Based on the life of Nina Simone, the play is a brilliant patchwork of recollections drawn from the jazz phenomenon’s life and inspired by her music. Its narrative sprawls through the singer’s earliest experiences with institutionalised racism, as a prodigious youth denied a place at the Juilliard school, to her fearless contributions to the American Civil Rights movement. Written and performed by Campbell, the play is a monologue addressed to Simone’s deceased father, whose painful estrangement is woven into the fabric of all the singer’s memories. 


The script is filled with tragedy, disappointment, alienation and sheer grit – and yet there’s room for lots of deep belly laughs as well. Directors Aaron Hawkins and Nate Jacobs make excellent use of the sparse set, and of Campbell’s gift for physical comedy, to spool out characters, vignettes and memories through time – from lectures by Simone’s hilarious, finger-waggling mother to a terrifying episode at the hands of her abusive husband, Andrew Stroud. 


Lighting designer Clancy Flynn deftly turns the space from a glamorous concert hall to a mundane downtown hotel room as if by magic, while Joseph Degnan’s intuitive sound design provides the grandiose reverb to elevate Campbell’s big numbers, as well as the grounded atmosphere of the simple bedroom where she hums to herself, rifling through her suitcase. 


At the top of a generously carpeted staircase, the Atheneum 2 theatre is deliciously cool and airy on the hot night we attend despite being packed to capacity. The performance suffers badly from the theatre’s incomprehensible decision not to impose a lockout policy, with central double doors pouring light and sound into the dark space every time a latecomer enters, and banging closed in their wake. To Campbell’s credit, the disruptions barely register an impact on her magnetic performance. It’s difficult all the same to recover our concentration and fall into step again with the almost sacred, meditative atmosphere of the piece.


Weaving the patchwork together is Campbell’s incredible, effortless voice. From chatting to her father’s picture or exclaiming over treasures in her suitcase, she seems to take flight and soar into song on a whim, filled with joy and strength and light. Number after number pour fourth, often acapella, once memorably delivered from a position curled up on her bed, face pressed into her pillow. It’s achievement enough to reprise Nina Simone’s catalogue, but staggering that the Campbell is able to do so while sustaining a demanding physicality of a one-woman show. 

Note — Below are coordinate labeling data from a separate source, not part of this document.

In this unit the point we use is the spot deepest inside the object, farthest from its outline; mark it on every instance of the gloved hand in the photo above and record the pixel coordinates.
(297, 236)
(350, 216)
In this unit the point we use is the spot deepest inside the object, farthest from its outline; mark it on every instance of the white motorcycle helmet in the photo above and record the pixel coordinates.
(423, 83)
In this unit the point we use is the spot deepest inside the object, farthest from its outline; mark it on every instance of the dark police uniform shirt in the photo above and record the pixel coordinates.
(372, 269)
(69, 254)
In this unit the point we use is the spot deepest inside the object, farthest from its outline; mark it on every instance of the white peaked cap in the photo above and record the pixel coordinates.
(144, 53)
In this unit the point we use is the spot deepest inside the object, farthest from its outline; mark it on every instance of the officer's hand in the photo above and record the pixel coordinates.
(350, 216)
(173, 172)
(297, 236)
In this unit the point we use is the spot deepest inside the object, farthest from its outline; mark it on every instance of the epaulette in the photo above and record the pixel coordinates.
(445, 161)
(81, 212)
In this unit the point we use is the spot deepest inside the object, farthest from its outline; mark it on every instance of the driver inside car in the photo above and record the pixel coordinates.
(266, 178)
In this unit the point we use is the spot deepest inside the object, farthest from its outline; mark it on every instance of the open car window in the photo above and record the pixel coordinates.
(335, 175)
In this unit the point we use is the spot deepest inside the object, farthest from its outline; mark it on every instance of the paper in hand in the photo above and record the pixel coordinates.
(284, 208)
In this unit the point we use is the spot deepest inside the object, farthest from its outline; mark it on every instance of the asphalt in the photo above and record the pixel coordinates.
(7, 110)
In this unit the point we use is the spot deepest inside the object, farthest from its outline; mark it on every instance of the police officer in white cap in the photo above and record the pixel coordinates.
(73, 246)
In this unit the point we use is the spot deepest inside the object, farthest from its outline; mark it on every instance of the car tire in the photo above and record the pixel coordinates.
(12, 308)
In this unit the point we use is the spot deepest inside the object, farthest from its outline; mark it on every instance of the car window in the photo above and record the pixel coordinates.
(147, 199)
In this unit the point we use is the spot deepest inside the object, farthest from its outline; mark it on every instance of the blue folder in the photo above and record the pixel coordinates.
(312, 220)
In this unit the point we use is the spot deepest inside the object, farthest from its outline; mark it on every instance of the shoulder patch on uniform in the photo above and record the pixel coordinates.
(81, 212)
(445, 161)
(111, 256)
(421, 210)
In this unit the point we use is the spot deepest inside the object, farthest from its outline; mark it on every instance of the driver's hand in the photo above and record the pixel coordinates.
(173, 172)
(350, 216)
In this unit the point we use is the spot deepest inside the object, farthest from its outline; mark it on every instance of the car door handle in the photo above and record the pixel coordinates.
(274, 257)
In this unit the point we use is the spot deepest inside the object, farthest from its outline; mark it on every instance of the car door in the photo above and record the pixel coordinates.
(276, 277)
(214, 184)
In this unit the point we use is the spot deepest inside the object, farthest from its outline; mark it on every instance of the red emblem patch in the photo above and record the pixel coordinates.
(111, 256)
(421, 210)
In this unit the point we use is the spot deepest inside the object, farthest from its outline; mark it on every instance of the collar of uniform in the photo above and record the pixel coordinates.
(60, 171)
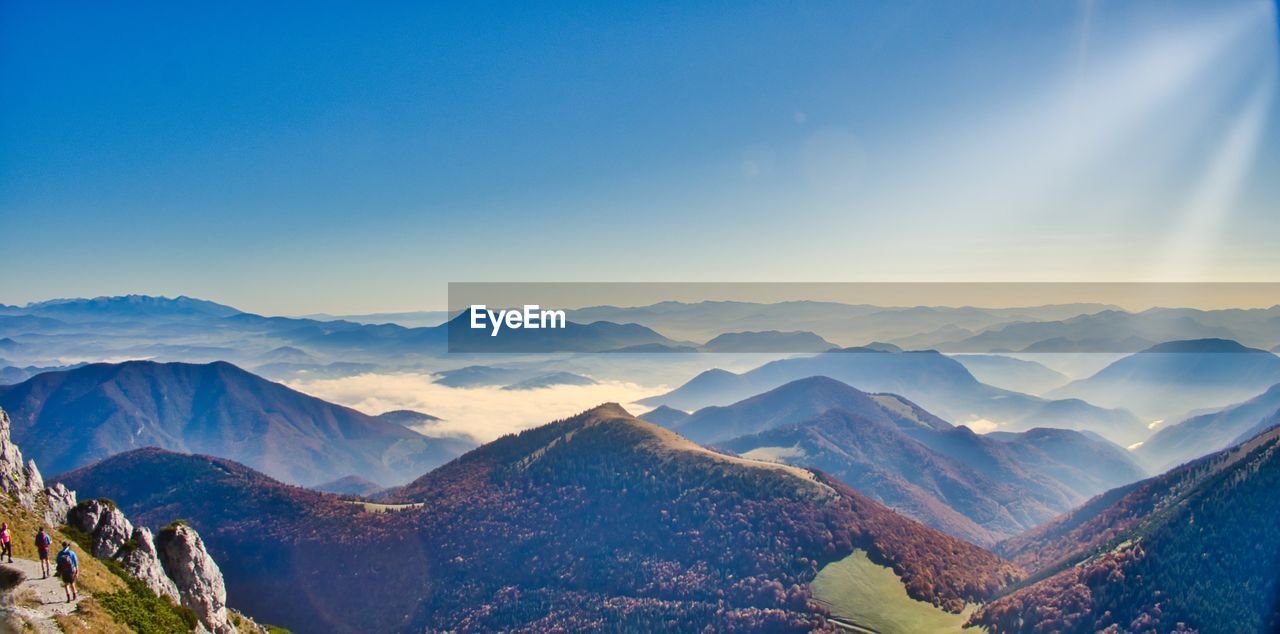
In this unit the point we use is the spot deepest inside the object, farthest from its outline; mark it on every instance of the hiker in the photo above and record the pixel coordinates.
(68, 568)
(5, 547)
(42, 542)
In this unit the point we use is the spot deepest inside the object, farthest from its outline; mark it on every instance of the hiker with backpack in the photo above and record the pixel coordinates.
(5, 547)
(42, 542)
(68, 568)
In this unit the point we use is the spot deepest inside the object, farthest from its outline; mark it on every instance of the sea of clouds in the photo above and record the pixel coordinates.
(483, 413)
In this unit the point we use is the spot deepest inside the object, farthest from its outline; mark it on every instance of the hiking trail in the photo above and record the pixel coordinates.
(37, 600)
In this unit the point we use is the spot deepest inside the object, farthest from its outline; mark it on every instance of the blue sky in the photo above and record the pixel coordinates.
(324, 156)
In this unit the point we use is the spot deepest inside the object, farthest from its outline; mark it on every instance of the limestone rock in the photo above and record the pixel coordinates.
(103, 520)
(60, 500)
(17, 477)
(196, 575)
(141, 560)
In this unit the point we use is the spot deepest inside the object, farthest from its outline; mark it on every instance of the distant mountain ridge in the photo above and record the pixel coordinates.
(768, 341)
(978, 488)
(598, 521)
(211, 409)
(936, 382)
(1192, 550)
(1207, 433)
(1170, 379)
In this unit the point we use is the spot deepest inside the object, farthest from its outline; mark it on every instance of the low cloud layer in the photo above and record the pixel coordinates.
(483, 414)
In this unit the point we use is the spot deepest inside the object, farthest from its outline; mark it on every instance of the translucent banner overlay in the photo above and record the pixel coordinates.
(799, 318)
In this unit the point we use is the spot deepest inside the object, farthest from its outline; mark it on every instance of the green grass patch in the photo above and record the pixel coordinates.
(868, 597)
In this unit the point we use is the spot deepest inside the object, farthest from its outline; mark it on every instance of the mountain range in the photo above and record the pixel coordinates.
(974, 487)
(1010, 373)
(1192, 550)
(1169, 381)
(69, 419)
(597, 521)
(935, 381)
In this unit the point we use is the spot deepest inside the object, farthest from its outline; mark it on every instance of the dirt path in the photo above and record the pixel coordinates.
(36, 600)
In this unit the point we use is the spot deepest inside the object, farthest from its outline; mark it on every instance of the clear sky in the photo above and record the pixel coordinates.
(356, 156)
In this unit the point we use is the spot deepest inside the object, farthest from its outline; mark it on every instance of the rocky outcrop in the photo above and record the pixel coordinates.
(196, 574)
(22, 479)
(105, 523)
(176, 564)
(60, 501)
(141, 559)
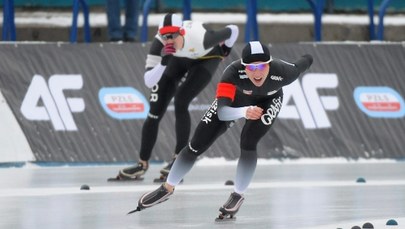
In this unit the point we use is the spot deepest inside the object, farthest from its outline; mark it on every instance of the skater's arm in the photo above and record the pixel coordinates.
(291, 71)
(227, 35)
(154, 66)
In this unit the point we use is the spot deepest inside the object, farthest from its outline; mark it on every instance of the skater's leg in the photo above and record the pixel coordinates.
(245, 169)
(204, 136)
(198, 77)
(183, 164)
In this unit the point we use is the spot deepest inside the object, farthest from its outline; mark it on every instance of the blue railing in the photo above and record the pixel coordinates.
(251, 30)
(381, 13)
(317, 7)
(8, 31)
(77, 4)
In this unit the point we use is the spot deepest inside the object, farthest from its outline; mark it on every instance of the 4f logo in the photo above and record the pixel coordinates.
(309, 106)
(47, 101)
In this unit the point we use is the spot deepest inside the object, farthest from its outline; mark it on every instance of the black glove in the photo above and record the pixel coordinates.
(225, 50)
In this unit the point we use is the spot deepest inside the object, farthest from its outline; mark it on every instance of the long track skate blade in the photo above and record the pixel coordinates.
(135, 210)
(162, 179)
(117, 179)
(227, 218)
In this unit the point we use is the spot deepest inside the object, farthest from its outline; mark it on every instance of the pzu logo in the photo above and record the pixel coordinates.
(54, 105)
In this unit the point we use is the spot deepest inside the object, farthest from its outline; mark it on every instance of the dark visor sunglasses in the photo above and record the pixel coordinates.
(168, 36)
(254, 67)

Campbell is not only a consummate singer, but a gifted and incisive writer to boot. Paired with the music and memories are beautifully curated snippets of history: the words of I Have a Dream by Martin Luther King Jr. are contextualised, as Campbell turns a television dial, within the abrasively racist discourse bald-facedly aired in newsreels at the time. The juxtaposition is shocking, and Campbell masterfully channels the outrage into an unforgettable belted-out rendition of Mississippi Goddamn.

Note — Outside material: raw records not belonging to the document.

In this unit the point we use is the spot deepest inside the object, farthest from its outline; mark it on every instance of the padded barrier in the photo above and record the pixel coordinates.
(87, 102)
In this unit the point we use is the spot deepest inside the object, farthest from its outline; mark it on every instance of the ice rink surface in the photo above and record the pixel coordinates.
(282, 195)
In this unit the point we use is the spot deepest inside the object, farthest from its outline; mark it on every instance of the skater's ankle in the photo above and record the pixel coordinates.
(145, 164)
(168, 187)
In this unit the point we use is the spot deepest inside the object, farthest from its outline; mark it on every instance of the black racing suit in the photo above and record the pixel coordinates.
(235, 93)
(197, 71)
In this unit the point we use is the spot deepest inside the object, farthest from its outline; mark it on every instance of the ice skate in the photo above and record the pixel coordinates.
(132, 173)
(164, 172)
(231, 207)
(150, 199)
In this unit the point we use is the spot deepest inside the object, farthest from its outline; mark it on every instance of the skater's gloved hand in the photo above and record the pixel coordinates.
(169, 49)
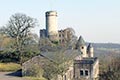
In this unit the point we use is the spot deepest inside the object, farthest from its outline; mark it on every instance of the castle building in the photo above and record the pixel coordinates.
(86, 68)
(83, 64)
(51, 32)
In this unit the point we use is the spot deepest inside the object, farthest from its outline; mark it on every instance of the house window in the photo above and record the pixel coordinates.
(81, 73)
(86, 72)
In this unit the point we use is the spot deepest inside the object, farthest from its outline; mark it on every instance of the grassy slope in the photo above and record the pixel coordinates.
(34, 78)
(5, 67)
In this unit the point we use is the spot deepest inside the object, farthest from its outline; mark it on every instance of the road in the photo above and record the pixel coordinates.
(10, 76)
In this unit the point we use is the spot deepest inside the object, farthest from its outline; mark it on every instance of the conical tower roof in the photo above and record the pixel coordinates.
(80, 42)
(89, 46)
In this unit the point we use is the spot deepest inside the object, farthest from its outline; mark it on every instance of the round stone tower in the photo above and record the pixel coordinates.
(90, 50)
(51, 25)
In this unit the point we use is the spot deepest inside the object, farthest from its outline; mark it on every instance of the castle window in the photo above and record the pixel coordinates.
(81, 73)
(86, 72)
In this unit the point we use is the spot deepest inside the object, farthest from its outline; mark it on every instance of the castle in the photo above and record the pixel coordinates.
(84, 65)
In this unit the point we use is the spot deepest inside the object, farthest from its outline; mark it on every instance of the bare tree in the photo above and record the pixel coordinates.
(19, 29)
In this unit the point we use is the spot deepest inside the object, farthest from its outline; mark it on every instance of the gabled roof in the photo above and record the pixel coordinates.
(89, 46)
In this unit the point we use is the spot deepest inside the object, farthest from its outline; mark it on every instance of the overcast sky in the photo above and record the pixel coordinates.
(95, 20)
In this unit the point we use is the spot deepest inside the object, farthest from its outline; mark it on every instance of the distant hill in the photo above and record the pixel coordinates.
(106, 50)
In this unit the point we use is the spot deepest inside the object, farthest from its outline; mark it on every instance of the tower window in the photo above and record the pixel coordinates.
(86, 72)
(82, 47)
(81, 73)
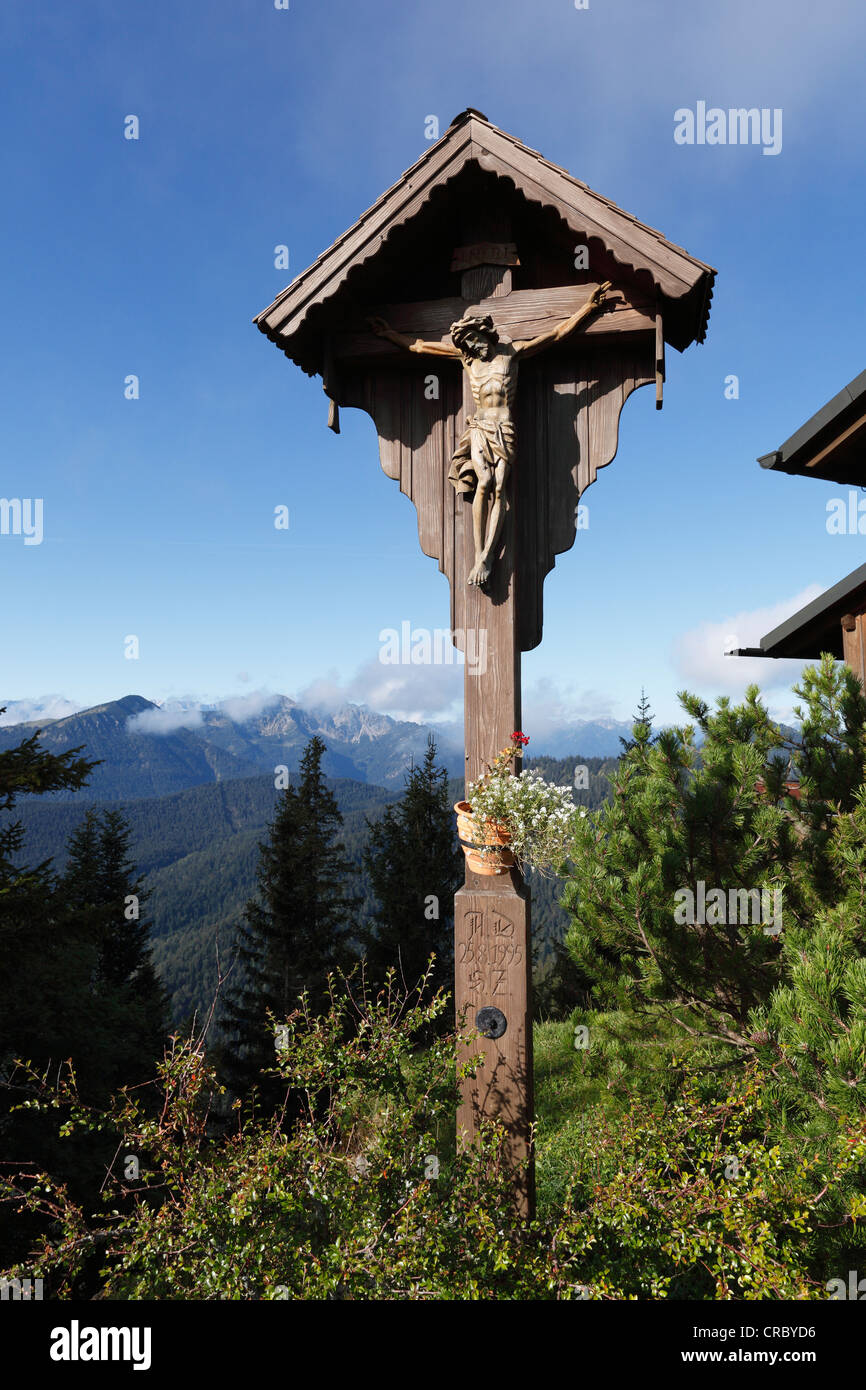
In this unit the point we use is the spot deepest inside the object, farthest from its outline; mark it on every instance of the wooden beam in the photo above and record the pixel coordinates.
(854, 644)
(521, 314)
(837, 441)
(659, 359)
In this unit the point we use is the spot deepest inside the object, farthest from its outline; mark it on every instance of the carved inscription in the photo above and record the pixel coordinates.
(485, 944)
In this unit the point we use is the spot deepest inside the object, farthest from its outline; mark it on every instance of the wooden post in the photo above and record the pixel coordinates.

Behind me, at some point toward the end, a member of the audience begins to sing along under her breath. She halts, embarrassed, then picks up later as though she’s compelled. In front of me, a man leans forward, fervently mouthing along with the words to Dr. King’s speech until his wife elbows him. Next to me, someone shifts and quietly wrestles back tears. These little eruptions happen all throughout the performance, as if nobody can help it, so electric is the air around Apphia Campbell. It gathers momentum until the final number - I won’t spoil it - which has the audience on their feet, roaring for an encore. Black is the Color of My Voice is the recipient of a glut of global awards as well as our own 2024 Overall Best Theatre & Physical Theatre prize at Adelaide Fringe. Raw, uplifting and inspiring, it’s a defining must-see for 2024.